Photo: Fox Searchlight Pktures
Like The Diving Bell and the Butterfly,  Ben Lewin’s The Sessions is based on a real story about a disabled person with a well developed inner life and ability to communicate. The Diving Bell and the Butterfly was more severe since it dealt with a French journalist who suffered from locked-in syndrome. In The Sessions the central character Michael O’Brien (John Hawkes) is a poet and journalist whose story “On Seeing a Sex Surrogate,” becomes the basis for the movie. O’Brien who was afflicted with polio as a child lives in an iron lung and yet still has desire and an as yet unfulfilled capacity to express it. The commercial film industry loves stories of disabled characters who overcome tremendous odds. The Miracle Worker, the story of Helen Keller, was, of course, the Ur example of the heroic overcoming of disability. But we are in another age of therapy and sexuality—both of which themes help to propel The Sessions to a higher level. However, before O’Brien attempts either of these he confesses his desire to lose his virginity to his priest (William H. Macy). Due to the fact that O’Brien travels around on a gurney, he can’t fit into the usual confessional. The breaking down of this wall prefigures a key element of the plot in which Cheryl (Helen Hunt), the sex surrogate O’Brien hires, eventually crosses the line, having a counter transference that results in her falling in love with her patient. Of course, who asks a priest for permission to have sex out of marriage in the first place?  Taboos are being broken all over the place, not the least of which concerns disabled people and their suitability as sexual partners. Amidst all the expertly handled emotion around the mechanics of sex (though O’Brien has never been able to move his hands and hence masturbate, he can have erections), the movie is laugh-out-loud funny.

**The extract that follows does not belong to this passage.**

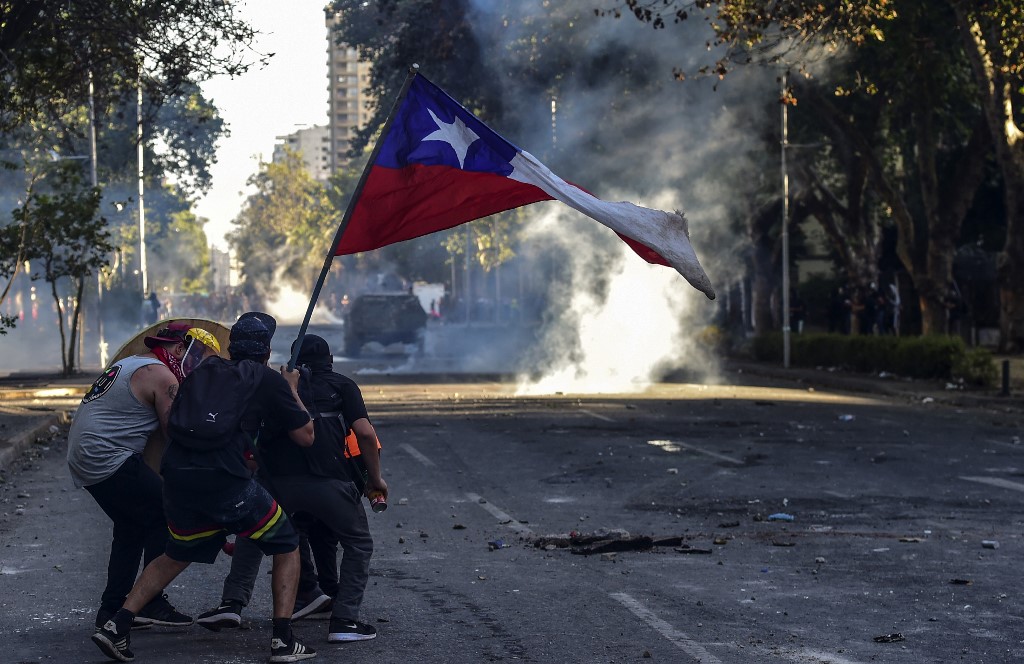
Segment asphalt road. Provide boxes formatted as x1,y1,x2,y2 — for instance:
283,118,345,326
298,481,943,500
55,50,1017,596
0,376,1024,664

When asked if he believes in God, O’Brien says “I would find it absolutely intolerable not to be able to blame someone for this.” When O’Brien asks his caretaker why she uses the word “dick,” she says “Penis sounds like some vegetable you don’t want to eat.” In many ways The Sessions is a classic tear jerker, but a terrific one due to its ability to meet to be sexy and funny and profound—while taking on a plethora of bodily frailties and functions that most directors and audiences would rather turn their gaze away from.